Panicking close to graduation is normal! After all, who knows what's around the bend?

I'd advise you to stay as active as possible. Take up those things you've temporarily let go...church and workouts can really get your spirits up. Also, throw yourself into that last semester with your sorority (alum life is great but different) and into scoping out some really super jobs.

If you keep moving, you won't have time to be sad!

SigkapAlumWSU 09-24-2001 03:50 PM

I just have one thing to tell you:
what comes after graduation is not going to be as scary as you think that it will be. You will graduate, put out your resumes and find a great job that you love to do. Right now, I'm doing the same thing, only backwards; real world first, college now. And truthfully, you did it the easy way the first time. Doing it backwards only lets you realize where you should have been and what you should have been doing (going to college and getting a degree) in the first place.

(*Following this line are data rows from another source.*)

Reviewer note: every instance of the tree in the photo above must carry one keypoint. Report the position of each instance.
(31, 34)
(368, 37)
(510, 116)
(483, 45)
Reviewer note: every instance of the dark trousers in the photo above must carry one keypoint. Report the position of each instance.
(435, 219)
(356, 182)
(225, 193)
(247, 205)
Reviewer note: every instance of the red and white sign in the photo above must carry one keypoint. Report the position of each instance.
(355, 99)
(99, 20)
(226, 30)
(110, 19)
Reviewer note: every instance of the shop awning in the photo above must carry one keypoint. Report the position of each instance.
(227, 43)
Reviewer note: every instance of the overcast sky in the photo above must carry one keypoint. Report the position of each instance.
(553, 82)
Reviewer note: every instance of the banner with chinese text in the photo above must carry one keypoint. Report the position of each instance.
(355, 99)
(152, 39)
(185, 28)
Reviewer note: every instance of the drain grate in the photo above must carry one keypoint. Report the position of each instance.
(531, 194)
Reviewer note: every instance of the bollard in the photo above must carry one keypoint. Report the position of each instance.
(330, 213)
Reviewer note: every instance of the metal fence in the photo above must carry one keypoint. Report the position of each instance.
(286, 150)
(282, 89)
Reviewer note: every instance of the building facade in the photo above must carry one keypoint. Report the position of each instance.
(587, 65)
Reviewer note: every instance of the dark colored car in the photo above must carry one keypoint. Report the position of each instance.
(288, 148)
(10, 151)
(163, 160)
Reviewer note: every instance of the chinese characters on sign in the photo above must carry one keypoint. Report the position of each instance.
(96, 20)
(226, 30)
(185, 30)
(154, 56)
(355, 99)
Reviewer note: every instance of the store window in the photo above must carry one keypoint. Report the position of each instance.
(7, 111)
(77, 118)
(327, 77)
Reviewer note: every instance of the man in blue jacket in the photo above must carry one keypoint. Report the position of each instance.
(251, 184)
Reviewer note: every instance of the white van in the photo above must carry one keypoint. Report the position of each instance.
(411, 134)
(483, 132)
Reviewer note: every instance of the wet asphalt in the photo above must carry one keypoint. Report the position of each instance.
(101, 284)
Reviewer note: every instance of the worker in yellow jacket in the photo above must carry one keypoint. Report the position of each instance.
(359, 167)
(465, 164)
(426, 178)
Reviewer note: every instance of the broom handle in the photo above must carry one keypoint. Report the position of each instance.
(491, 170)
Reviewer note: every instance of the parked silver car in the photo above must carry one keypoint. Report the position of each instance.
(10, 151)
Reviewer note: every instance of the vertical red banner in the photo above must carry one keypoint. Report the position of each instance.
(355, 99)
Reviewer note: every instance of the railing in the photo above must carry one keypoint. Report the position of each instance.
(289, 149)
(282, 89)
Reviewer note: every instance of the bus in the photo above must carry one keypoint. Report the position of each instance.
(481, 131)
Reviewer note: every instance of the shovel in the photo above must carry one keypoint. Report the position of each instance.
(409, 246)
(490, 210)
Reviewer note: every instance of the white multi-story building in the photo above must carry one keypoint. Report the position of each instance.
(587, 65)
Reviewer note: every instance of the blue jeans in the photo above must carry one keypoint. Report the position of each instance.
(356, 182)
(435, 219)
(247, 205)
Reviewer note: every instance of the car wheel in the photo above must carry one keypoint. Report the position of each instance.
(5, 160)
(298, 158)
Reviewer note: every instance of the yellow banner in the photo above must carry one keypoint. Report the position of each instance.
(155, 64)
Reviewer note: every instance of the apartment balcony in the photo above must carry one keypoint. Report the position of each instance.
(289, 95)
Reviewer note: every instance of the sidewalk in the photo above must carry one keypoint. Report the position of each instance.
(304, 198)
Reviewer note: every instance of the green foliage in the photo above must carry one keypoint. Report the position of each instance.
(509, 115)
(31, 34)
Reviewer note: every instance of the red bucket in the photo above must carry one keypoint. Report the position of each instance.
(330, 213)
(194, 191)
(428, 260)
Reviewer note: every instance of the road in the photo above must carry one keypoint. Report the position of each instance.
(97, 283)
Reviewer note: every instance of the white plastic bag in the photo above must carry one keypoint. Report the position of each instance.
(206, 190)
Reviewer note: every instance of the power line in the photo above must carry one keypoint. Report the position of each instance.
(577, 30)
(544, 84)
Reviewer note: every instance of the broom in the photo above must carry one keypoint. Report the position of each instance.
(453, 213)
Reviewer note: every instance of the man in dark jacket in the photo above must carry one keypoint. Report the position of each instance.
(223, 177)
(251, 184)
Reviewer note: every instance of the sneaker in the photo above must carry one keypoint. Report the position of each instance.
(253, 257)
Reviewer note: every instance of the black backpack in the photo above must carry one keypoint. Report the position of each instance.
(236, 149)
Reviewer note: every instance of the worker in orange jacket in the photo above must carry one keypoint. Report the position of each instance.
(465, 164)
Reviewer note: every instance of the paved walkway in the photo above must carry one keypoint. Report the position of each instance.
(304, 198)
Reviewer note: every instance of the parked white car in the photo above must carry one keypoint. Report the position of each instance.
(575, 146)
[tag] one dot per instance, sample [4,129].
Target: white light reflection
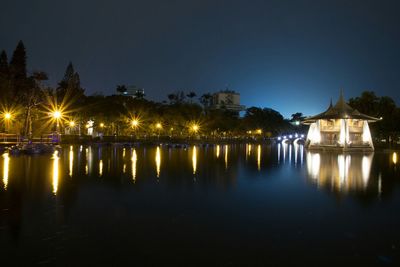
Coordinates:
[55,172]
[313,164]
[259,157]
[158,161]
[194,159]
[6,166]
[366,163]
[134,161]
[226,156]
[340,172]
[101,167]
[279,153]
[71,160]
[296,148]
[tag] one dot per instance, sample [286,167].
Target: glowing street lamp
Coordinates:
[135,123]
[7,116]
[57,116]
[195,128]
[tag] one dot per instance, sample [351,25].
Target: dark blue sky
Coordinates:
[288,55]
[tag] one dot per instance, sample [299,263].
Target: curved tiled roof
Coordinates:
[341,110]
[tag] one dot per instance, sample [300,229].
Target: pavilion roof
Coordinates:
[341,110]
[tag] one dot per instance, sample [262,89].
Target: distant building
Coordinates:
[340,127]
[229,100]
[133,91]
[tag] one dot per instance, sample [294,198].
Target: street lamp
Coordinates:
[135,123]
[7,118]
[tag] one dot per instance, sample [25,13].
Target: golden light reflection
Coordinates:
[279,153]
[6,166]
[71,160]
[296,148]
[248,149]
[158,161]
[55,172]
[226,156]
[134,161]
[101,167]
[194,159]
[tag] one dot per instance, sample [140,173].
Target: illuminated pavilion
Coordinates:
[340,128]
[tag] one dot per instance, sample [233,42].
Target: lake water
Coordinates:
[205,205]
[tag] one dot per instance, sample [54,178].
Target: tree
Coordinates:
[18,62]
[298,116]
[139,94]
[18,76]
[122,89]
[69,88]
[205,100]
[172,98]
[4,75]
[4,70]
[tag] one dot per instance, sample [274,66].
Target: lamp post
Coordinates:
[7,119]
[135,125]
[159,127]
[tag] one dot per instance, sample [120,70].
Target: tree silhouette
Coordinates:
[191,95]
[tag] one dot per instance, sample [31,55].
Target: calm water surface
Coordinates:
[214,205]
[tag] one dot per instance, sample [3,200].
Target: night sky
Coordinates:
[288,55]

I know that you'll do fine, and you have the support of all your friends, and of course, the GC fam. Now, go listen to some music, eat tons of junk food and chocolate, and leave the worries behind for a couple hours. :)

alphachiohmy 09-25-2001 08:48 PM

Thanks for all your words of enouragement. I am feeling definitely alot better. I think this weekend just made me realize that I don't want to leave my friends and grow up, which is silly.

I have just got done polishing my resume, filing clips - my major is journalism. The next few months will be exciting. I am working 30 hours a week at the local newspaper here as well as taking classes. I have gotten back into working out, and back in the swing of things.